Toronto cycling activists were gnashing their spokes and rending their spandex after city council voted to kill the Jarvis Street bike lanes on Wednesday. Put in only last summer, the curbside lanes are to be pulled right back out again by the end of next year. It looks like a huge step backward. In fact, it could turn into a big win for cycling in the city.
Almost lost in the hubbub over Jarvis was the fact that council also voted to push ahead with Toronto's first network of separated bike lanes. That means cyclists will be able to travel on lanes that are not just painted lines on the asphalt, like those on Jarvis, but fully separated from car traffic.
Council voted to build separated lanes across the Bloor Viaduct, to start design work on separated lanes for Sherbourne, Wellesley, Harbord and Beverley and to look into separated lanes on Richmond and Peter or Simcoe. The result would be a system that would take cyclists smoothly and safely from, say, the Danforth to the financial district or from the University of Toronto to the waterfront without having to fight their way through mixed traffic.
It is the biggest step yet toward creating a true bike network for Toronto – not just the dog's breakfast of disconnected, unprotected lanes we have now, but a real network like they have in Montreal. Thousands of commuters who now fear to ride in the turmoil of the open road would start cycling instead of driving to work, with all the benefits that brings for health, air quality and traffic congestion
Denzil Minnan-Wong (Ward 34-Don Valley East), the moderate conservative councillor behind the project, says the city is planning to spend twice as much on its bike plans over four years as former mayor David Miller did in his final four. On top of 14 kilometres of separated lanes, the city would create 100 kilometres of off-street bike trails in ravines and rail or hydro corridors. After years of slow, stuttering progress on cycling infrastructure, that would be real progress.
Great, say cycling advocates – if it ever happens (they have understandable doubts given all the talk about the city's money troubles). But if you're going to build a bike network, they say, why start by killing bike lanes on Jarvis?
The answer is simple: politics. The Jarvis lanes were a red flag to motorists from the start. Jarvis is one of the few broad streets taking car commuters in and out of downtown. Removing the roadway's reversing fifth lane to make room for bikes added minutes to that painful commute. Suburban councillors with car-commuting residents denounced the bike lanes. They were doomed from the moment Mayor Rob Ford took office on a pledge to end the "war on the car."
Jarvis had to be sacrificed if the mayor and hostile councillors were ever going to back bike lanes elsewhere. It was an unspoken tradeoff: You can have your lost traffic lane on Jarvis back if we can take away space on other, less vital roads for bike lanes.

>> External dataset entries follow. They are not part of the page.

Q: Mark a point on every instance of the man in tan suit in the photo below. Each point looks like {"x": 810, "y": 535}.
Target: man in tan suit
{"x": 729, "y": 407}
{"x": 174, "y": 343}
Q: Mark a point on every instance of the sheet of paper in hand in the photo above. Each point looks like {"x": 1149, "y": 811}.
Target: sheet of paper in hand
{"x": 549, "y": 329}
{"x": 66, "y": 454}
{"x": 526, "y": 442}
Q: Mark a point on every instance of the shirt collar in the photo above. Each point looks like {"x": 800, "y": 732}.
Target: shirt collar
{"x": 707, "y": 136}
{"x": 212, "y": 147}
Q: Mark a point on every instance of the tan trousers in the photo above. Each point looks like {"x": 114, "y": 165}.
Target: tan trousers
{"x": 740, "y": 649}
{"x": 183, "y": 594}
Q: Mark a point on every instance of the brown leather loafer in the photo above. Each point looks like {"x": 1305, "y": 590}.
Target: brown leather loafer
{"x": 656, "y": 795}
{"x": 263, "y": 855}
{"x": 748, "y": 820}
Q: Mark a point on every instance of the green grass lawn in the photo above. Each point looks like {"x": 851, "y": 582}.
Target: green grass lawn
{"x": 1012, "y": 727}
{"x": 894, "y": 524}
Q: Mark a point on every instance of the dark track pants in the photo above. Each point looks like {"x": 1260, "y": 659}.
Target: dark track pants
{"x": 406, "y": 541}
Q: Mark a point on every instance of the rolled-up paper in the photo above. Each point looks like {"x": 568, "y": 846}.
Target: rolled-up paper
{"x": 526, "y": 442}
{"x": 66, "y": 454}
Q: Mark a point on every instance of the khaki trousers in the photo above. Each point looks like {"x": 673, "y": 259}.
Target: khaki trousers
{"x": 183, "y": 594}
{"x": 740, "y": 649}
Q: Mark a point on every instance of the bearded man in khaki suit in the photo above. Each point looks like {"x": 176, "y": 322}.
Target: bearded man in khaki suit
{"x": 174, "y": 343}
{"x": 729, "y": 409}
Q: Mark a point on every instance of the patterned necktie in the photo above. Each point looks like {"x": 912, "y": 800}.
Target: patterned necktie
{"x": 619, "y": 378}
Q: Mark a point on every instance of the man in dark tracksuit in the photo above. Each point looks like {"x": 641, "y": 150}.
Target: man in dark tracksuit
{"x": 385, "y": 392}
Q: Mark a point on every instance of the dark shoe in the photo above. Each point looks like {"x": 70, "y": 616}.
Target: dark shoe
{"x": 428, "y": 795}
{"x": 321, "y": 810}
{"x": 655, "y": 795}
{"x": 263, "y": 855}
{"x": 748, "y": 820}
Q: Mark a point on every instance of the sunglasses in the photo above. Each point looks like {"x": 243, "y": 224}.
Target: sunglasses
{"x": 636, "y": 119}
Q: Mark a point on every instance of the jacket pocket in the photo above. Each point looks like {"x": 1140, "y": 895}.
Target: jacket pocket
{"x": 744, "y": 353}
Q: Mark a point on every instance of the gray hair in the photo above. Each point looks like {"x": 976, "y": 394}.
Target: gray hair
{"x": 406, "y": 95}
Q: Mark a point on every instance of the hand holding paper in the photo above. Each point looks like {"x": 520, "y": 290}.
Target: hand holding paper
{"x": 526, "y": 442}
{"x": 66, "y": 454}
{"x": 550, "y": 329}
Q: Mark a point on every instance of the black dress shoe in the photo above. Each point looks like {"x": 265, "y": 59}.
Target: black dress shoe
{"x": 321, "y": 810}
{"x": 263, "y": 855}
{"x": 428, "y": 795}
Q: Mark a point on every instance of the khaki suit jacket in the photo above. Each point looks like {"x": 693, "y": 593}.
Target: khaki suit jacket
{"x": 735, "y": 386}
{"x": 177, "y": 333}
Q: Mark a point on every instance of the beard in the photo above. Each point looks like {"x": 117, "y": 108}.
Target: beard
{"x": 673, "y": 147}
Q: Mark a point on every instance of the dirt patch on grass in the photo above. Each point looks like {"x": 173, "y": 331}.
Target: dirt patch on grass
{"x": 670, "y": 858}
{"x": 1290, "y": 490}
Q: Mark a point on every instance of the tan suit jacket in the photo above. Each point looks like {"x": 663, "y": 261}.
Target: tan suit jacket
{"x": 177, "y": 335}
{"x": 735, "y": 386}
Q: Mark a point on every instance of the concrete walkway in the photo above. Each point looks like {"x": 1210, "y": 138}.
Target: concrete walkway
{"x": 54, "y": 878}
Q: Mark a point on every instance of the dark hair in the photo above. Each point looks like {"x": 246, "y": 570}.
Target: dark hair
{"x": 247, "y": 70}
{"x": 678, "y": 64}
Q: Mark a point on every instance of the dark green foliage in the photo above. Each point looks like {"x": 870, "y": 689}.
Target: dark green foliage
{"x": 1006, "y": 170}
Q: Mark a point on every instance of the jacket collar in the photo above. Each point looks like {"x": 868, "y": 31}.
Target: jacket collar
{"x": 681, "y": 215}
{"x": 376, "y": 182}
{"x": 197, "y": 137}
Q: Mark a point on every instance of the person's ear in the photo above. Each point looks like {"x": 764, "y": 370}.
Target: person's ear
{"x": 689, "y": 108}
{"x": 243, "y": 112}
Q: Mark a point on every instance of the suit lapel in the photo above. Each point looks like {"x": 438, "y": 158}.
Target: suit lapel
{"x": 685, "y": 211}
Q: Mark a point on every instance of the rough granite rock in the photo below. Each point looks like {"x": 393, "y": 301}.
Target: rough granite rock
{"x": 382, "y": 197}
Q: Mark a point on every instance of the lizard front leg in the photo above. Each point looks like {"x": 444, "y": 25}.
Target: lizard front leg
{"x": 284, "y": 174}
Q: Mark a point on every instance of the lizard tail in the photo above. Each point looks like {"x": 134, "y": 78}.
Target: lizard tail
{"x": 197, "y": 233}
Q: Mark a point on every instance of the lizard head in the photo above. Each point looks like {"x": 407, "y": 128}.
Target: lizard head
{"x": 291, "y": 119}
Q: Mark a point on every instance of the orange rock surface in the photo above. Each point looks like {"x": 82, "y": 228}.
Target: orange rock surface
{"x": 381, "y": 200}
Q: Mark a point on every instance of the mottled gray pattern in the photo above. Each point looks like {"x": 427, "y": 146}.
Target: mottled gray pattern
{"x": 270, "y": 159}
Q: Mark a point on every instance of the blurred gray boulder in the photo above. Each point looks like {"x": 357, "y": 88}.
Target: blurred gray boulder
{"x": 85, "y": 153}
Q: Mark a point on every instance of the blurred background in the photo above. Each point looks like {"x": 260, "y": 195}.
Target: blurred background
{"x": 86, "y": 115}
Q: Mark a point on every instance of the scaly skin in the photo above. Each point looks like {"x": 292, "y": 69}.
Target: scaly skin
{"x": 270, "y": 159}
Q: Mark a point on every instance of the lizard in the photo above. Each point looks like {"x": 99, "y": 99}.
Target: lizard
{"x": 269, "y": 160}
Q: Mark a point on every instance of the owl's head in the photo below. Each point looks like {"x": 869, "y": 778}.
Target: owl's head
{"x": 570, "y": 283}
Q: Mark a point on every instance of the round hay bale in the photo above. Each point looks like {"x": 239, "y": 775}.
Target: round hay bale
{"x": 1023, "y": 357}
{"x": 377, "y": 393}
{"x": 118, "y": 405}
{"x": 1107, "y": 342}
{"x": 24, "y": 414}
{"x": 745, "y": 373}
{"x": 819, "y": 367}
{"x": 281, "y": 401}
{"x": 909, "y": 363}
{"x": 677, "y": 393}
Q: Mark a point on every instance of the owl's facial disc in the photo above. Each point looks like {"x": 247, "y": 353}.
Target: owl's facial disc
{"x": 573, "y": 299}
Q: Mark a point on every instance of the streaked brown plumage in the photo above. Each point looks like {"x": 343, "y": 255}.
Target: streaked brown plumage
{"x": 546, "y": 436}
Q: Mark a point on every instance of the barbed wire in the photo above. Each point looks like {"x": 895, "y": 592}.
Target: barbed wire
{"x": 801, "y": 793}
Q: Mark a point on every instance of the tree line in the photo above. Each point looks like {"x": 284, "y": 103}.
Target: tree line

That will strike cycling zealots as the worst kind of appeasement. In their world, cycling is so virtuous and car commuting so ruinous that making any kind of concession amounts to surrender. They are vowing to fight on to save the Jarvis lanes during the 18-month reprieve they won for the lanes at Wednesday's council meeting.
But in the real world, most people still get to work by car. Telling them they are bad people won't get us anywhere. Killing Jarvis should soothe their war-on-the-car fears and ease the way for bike lanes on other roads. Jarvis had to die so bigger bike plans could be born. Now let's make sure they come to something.